На окраине деревни их поджидало два танка, в качестве почетного сопровождения. Один из них возглавил колонну, второй — занял позицию сзади.
Это были замечательные грозные боевые машины. На башне переднего было выведено красным: Гафар!.. На заднем, на том же месте, и тоже красным, не очень миролюбивое: Не уверен — не обгоняй!!!
Еще на них было много картинок. Иван, со скуки поглядывавший на тот, что плелся у них в хвосте, одних черепов с костями насчитал три штуки. Вообще, танки эти напоминали общественный забор, на котором каждый, кто хочет, может оставить память о себе.
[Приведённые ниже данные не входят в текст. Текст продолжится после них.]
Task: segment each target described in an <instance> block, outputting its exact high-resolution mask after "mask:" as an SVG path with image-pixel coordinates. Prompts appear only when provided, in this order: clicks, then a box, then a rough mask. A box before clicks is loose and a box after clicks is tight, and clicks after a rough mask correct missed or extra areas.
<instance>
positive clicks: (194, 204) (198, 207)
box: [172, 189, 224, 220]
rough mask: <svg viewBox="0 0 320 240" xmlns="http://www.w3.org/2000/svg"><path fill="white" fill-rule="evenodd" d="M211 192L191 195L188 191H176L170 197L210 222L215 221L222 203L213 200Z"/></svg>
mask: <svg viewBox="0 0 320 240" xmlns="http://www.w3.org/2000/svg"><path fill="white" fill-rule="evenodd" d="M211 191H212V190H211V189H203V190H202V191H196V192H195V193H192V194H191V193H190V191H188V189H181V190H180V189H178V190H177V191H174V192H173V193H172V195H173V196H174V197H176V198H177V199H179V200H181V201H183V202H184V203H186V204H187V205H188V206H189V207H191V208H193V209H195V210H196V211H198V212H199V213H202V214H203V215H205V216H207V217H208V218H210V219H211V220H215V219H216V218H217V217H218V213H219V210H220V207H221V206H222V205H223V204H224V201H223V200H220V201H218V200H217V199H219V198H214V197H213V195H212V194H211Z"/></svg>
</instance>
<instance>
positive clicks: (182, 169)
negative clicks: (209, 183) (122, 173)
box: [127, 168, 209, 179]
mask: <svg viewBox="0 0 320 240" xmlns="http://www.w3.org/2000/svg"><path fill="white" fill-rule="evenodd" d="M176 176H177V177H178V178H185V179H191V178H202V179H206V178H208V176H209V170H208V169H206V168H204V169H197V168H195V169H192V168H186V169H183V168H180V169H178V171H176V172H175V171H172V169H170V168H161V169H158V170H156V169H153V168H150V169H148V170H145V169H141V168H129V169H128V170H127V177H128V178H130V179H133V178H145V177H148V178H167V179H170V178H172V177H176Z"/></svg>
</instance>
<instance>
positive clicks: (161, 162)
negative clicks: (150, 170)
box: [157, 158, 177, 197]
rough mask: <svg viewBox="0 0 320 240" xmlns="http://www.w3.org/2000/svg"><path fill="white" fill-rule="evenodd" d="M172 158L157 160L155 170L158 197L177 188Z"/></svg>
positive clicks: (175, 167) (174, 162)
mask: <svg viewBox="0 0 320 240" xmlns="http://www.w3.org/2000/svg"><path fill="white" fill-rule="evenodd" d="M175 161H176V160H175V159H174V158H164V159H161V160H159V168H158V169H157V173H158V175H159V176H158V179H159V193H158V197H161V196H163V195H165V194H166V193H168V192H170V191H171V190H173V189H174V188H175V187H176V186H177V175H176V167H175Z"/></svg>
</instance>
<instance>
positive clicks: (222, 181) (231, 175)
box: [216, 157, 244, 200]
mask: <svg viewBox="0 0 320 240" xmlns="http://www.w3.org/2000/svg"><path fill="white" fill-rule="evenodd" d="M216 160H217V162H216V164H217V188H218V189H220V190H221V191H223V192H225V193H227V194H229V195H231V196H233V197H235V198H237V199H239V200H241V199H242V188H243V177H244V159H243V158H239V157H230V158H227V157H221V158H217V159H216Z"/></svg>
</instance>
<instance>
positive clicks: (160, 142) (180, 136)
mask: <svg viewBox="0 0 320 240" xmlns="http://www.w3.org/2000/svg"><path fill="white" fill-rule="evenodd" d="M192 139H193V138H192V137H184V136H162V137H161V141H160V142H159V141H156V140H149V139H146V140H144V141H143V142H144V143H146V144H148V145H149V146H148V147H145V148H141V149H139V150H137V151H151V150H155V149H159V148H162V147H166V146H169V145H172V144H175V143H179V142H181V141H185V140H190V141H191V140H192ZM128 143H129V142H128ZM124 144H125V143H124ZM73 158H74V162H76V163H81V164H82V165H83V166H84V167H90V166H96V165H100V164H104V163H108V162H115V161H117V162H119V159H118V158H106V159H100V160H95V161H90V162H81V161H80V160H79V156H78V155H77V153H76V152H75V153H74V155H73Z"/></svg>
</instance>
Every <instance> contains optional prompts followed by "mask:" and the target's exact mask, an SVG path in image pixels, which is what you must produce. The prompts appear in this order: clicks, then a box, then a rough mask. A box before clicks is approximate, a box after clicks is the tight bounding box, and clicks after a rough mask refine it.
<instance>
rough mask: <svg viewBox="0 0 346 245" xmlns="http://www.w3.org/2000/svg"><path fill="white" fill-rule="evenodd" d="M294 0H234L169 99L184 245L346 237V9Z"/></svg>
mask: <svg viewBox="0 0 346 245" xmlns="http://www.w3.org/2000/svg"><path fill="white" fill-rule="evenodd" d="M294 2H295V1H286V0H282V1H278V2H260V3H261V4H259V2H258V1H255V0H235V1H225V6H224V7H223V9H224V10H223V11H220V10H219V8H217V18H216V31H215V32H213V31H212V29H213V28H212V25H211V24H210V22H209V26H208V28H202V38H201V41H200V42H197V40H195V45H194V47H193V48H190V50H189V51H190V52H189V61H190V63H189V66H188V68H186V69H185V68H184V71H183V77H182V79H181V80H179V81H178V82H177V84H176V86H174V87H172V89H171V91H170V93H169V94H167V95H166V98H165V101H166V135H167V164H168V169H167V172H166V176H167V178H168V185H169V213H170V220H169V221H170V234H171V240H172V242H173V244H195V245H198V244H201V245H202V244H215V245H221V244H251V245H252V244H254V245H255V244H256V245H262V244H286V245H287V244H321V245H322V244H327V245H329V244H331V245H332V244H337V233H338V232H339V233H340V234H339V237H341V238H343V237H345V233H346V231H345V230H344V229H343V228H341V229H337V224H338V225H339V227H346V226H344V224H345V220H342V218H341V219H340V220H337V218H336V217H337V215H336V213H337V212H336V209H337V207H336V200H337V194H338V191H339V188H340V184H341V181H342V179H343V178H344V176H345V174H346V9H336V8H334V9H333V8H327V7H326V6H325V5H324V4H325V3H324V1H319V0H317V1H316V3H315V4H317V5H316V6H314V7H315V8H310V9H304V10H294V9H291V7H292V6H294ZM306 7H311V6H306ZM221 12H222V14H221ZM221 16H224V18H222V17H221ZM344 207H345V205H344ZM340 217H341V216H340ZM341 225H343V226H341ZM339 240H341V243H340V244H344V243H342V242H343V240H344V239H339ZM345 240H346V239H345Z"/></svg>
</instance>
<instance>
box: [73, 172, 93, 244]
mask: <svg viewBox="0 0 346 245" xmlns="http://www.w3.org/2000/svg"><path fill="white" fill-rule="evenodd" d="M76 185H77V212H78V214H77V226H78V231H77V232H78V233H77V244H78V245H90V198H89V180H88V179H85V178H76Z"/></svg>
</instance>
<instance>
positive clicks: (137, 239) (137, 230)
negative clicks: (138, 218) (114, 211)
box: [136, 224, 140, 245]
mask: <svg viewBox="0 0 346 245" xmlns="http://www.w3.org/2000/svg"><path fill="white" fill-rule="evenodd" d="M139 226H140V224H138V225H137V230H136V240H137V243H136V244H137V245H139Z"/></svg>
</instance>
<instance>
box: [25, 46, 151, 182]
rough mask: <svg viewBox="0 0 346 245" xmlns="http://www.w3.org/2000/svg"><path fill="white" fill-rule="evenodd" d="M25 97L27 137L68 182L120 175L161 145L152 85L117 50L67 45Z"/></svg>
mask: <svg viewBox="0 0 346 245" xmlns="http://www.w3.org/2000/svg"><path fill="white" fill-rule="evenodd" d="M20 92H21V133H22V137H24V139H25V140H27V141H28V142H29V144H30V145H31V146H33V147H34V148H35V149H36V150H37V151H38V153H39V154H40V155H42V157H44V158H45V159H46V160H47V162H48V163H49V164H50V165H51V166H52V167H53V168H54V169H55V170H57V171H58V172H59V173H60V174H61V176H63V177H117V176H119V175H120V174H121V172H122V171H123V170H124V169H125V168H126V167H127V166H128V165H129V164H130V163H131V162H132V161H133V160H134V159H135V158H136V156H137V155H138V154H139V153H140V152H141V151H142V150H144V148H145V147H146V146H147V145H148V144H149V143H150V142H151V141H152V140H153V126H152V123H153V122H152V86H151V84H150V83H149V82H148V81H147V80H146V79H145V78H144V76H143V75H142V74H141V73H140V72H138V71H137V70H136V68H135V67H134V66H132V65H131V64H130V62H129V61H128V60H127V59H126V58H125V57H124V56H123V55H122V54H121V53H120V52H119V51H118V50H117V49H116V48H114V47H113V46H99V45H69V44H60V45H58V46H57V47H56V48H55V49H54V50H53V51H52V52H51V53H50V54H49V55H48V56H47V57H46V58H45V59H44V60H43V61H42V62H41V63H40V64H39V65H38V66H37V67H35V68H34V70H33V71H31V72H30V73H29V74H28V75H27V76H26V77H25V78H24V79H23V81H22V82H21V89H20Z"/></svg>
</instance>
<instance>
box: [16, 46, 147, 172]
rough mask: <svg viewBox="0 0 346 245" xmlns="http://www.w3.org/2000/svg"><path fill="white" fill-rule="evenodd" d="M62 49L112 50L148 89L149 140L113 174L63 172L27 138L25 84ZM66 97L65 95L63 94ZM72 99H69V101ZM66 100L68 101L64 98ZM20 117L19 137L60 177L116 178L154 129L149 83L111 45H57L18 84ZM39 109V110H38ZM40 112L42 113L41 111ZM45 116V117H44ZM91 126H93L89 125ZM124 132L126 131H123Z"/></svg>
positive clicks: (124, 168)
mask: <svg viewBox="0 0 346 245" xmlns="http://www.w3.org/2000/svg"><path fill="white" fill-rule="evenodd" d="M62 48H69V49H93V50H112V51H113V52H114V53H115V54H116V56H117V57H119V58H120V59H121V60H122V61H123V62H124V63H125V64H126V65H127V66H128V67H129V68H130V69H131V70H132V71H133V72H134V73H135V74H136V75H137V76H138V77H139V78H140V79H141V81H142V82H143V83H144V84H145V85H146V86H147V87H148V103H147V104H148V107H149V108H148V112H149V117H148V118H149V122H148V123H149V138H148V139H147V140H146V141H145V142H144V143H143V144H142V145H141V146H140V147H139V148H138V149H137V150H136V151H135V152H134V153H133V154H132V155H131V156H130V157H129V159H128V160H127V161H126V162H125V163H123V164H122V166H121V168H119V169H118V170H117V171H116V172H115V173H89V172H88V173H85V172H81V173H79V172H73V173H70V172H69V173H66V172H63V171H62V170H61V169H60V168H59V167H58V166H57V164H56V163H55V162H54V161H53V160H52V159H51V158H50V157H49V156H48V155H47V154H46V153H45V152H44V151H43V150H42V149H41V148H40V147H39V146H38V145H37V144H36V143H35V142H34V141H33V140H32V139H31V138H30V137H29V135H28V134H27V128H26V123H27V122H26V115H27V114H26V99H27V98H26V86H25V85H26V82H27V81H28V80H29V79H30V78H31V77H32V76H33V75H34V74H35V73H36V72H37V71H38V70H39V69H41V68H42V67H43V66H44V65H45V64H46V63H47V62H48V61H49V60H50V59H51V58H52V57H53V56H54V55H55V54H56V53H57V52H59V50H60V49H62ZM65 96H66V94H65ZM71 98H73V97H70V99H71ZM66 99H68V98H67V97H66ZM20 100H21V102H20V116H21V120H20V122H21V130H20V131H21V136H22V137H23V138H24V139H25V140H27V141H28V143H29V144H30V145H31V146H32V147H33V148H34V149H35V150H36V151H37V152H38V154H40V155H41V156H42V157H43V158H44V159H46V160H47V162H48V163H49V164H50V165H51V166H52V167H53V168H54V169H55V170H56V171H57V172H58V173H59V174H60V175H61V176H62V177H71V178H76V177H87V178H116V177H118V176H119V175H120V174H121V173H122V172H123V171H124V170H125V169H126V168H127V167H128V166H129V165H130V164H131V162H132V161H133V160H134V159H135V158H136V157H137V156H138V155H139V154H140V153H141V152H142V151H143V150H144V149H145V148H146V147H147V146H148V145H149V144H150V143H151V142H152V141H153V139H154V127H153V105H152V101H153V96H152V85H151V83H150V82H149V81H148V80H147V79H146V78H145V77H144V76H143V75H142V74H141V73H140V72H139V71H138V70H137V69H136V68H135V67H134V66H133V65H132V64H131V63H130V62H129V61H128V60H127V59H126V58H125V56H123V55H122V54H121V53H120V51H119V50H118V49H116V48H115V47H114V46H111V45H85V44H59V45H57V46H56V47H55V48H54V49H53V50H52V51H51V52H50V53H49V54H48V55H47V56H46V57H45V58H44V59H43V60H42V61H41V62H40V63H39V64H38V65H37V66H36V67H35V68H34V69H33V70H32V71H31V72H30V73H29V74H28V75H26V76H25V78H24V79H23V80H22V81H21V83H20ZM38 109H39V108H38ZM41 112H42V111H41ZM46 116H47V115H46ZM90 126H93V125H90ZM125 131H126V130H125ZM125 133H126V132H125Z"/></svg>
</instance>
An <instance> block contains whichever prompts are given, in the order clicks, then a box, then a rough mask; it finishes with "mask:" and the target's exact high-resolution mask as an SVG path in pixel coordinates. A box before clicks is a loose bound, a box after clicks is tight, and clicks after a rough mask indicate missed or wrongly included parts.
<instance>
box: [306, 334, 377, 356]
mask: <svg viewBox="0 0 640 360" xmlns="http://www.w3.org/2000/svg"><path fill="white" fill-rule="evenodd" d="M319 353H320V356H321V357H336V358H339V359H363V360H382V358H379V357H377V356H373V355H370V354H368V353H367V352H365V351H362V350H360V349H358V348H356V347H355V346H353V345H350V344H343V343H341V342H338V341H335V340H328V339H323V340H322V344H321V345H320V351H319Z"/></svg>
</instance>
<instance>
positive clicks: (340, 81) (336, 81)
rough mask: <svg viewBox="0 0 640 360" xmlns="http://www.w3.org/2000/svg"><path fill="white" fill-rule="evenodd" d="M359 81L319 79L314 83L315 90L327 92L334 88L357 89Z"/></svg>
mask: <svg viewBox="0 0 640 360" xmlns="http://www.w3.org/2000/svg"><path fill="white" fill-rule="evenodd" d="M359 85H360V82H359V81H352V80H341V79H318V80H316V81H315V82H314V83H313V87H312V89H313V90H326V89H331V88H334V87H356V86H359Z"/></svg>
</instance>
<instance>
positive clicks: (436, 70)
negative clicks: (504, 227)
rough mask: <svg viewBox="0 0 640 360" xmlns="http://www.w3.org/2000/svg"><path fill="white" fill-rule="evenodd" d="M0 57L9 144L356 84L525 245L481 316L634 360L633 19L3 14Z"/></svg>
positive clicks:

Но палить во все стороны они, должно быть, умели, потому что колонна передвигалась среди ухабов из бывшего асфальта, и колдобин, вполне мирно, никто на нее не нападал, даже незаметно было, чтобы перепуганный враг собирался это сделать.
По шоссе, из-за его несовершенства, приходилось передвигаться неровным зигзагом, от одной обочины, до другой, — водители изо-всех сил старались, выбирали местечки поравней. Но таких было немного.
То и дело в кюветах попадались сгоревшие или проржавевшие до основания остовы машин, гнутые железки, бочки, деревянные пустые ящики, разорванные мешки и пожелтевшие от капризов погоды бумажки, которые беспризорно мотались под ветром, куда тот хотел.
Танк, замыкавший колонну, нещадно ревел в ушах двигателем и грохотал несмазанными гусеницами.
Люк на его башне был открыт, и на нем, свесив ноги внутрь, сидел танкист с измазанным соляркой лицом. На груди у него болтался бинокль, он время от времени подносил его к глазам, пытался что-то такое в нем разглядеть, — хотя трясло, и картинка, скорее всего, у него перед глазами металась со стороны в сторону.